Not to amend the Articles does not mean that the Company can no longer issue shares or securities. But it will then be required to obtain other exemptions from registration and prospectus under Regulation 45-106. These other exemptions require complex and expensive formalities, such as the filing with the ‘’Autorite des marches financiers ( AMF )’’ of a declaration of trade and payment of fees of 0.025% of the total value of the securities issued in Quebec and a minimum of prescribed fees of $250. Failure to file such declaration and pay the prescribed fees constitutes an infraction which may lead to fines ranging from $1,000 to $50,000.
The Directors who authorize or permit this transaction are personally liable for the same amounts. In addition, the objective of Regulation 45-106 being the protection of the public, this protection came with an important increase of the formalities on any issuance or transfer of securities, even if the Company has amended its Articles as provided above. Thus, the Company can only issue securities to persons contemplated in subsection 2.4(2) of Regulation 45-106.

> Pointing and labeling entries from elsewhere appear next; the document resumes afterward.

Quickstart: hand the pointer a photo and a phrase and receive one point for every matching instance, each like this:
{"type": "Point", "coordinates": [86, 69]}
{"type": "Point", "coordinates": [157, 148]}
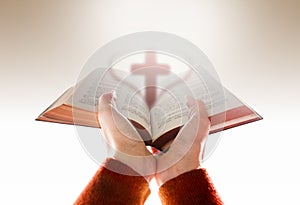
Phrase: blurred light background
{"type": "Point", "coordinates": [253, 44]}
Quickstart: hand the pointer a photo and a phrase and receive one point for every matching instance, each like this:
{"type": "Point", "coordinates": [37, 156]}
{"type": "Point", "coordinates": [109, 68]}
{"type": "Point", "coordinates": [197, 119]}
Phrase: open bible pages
{"type": "Point", "coordinates": [131, 103]}
{"type": "Point", "coordinates": [88, 90]}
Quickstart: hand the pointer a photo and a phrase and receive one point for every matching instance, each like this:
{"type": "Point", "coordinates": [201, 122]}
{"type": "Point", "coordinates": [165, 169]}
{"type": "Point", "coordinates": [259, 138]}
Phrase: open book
{"type": "Point", "coordinates": [162, 121]}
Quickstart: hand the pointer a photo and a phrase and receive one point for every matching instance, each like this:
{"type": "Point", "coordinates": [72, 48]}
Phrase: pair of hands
{"type": "Point", "coordinates": [126, 145]}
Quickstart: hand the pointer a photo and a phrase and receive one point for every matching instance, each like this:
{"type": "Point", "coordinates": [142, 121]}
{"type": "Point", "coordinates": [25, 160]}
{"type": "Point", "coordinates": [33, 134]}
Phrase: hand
{"type": "Point", "coordinates": [183, 154]}
{"type": "Point", "coordinates": [124, 142]}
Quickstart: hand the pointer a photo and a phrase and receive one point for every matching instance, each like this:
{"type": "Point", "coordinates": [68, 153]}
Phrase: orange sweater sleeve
{"type": "Point", "coordinates": [194, 187]}
{"type": "Point", "coordinates": [108, 187]}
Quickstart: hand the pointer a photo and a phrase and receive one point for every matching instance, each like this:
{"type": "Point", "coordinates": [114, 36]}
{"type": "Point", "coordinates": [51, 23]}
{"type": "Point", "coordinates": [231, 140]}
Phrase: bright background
{"type": "Point", "coordinates": [253, 44]}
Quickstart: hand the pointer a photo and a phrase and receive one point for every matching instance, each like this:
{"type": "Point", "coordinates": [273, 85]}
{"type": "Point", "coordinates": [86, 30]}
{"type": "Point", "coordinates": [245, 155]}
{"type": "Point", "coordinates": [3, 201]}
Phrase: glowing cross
{"type": "Point", "coordinates": [150, 69]}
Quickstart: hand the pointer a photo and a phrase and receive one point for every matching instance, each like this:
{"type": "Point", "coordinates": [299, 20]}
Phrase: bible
{"type": "Point", "coordinates": [159, 123]}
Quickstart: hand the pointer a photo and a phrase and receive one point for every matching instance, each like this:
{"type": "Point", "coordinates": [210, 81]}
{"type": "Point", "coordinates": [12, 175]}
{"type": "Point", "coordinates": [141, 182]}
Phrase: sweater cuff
{"type": "Point", "coordinates": [108, 187]}
{"type": "Point", "coordinates": [193, 187]}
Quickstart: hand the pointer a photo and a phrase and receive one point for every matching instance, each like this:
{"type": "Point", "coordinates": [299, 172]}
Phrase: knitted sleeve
{"type": "Point", "coordinates": [194, 187]}
{"type": "Point", "coordinates": [108, 187]}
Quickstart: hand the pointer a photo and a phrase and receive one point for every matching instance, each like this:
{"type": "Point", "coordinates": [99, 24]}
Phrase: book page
{"type": "Point", "coordinates": [132, 105]}
{"type": "Point", "coordinates": [88, 90]}
{"type": "Point", "coordinates": [170, 110]}
{"type": "Point", "coordinates": [216, 98]}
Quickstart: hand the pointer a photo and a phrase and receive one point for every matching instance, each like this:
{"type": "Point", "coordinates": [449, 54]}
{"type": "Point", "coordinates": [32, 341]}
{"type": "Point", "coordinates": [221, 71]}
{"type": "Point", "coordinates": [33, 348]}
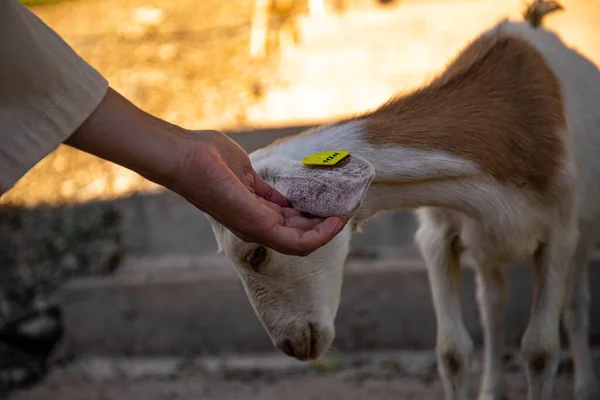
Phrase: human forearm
{"type": "Point", "coordinates": [120, 132]}
{"type": "Point", "coordinates": [46, 91]}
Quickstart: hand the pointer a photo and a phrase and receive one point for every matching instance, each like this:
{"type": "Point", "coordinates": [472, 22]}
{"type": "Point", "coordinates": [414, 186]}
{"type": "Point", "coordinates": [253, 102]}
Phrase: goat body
{"type": "Point", "coordinates": [498, 155]}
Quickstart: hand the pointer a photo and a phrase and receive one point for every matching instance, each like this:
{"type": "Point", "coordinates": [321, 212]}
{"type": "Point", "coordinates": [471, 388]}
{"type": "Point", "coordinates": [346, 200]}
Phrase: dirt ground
{"type": "Point", "coordinates": [385, 382]}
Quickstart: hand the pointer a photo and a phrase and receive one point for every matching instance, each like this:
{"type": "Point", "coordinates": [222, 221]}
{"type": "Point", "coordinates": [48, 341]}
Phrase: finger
{"type": "Point", "coordinates": [302, 223]}
{"type": "Point", "coordinates": [268, 192]}
{"type": "Point", "coordinates": [296, 242]}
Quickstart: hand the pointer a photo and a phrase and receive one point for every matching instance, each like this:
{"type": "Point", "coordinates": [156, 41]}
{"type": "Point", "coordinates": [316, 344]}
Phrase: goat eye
{"type": "Point", "coordinates": [256, 257]}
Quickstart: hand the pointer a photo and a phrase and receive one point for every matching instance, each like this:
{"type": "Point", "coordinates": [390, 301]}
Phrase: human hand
{"type": "Point", "coordinates": [216, 175]}
{"type": "Point", "coordinates": [206, 168]}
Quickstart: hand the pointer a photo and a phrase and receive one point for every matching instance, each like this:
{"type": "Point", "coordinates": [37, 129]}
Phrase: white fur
{"type": "Point", "coordinates": [464, 215]}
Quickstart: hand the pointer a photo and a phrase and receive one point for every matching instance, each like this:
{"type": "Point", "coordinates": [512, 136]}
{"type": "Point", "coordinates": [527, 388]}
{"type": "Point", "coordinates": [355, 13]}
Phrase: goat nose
{"type": "Point", "coordinates": [286, 347]}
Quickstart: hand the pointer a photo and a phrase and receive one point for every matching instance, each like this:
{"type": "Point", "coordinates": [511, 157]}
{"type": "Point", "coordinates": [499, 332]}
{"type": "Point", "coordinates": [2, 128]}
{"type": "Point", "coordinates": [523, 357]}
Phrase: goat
{"type": "Point", "coordinates": [496, 155]}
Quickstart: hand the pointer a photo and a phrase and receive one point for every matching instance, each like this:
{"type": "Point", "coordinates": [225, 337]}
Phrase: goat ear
{"type": "Point", "coordinates": [324, 191]}
{"type": "Point", "coordinates": [217, 231]}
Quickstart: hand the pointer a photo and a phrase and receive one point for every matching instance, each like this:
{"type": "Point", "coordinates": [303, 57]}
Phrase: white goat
{"type": "Point", "coordinates": [499, 155]}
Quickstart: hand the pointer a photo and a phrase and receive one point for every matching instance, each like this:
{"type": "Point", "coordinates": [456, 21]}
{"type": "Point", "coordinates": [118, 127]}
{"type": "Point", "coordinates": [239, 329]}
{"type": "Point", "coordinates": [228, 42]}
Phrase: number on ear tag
{"type": "Point", "coordinates": [326, 158]}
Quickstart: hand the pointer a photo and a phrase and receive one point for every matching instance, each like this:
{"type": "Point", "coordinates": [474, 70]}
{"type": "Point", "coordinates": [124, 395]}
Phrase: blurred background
{"type": "Point", "coordinates": [111, 287]}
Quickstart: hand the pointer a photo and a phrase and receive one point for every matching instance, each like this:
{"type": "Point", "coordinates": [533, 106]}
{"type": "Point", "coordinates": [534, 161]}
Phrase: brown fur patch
{"type": "Point", "coordinates": [497, 104]}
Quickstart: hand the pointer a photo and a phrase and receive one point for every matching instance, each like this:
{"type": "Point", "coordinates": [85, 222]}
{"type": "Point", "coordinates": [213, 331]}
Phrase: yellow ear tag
{"type": "Point", "coordinates": [326, 158]}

It is therefore very important to document these transactions to avoid potential difficulties upon the sale of the business. Other restrictions apply to the transfer of securities, including the transfer of shares. Serious consequences may be faced upon failure to comply with the prescribed procedure. The transfers may be cancelled, their price may be contested and serious penalties and damages may occur. Once again, we suggest you contact us for any transaction on shares to ensure compliance and avoid serious and costly consequences.
In conclusion, we strongly recommend amending the Articles of your Company to comply with the new provisions of Regulation 45-106, and then to ensure that you respect the requirements for all issuances and transfers of shares by documenting extensively these transactions to avoid future questions that may result in a decreased value of your business. We will assist and advise you in all of these matters.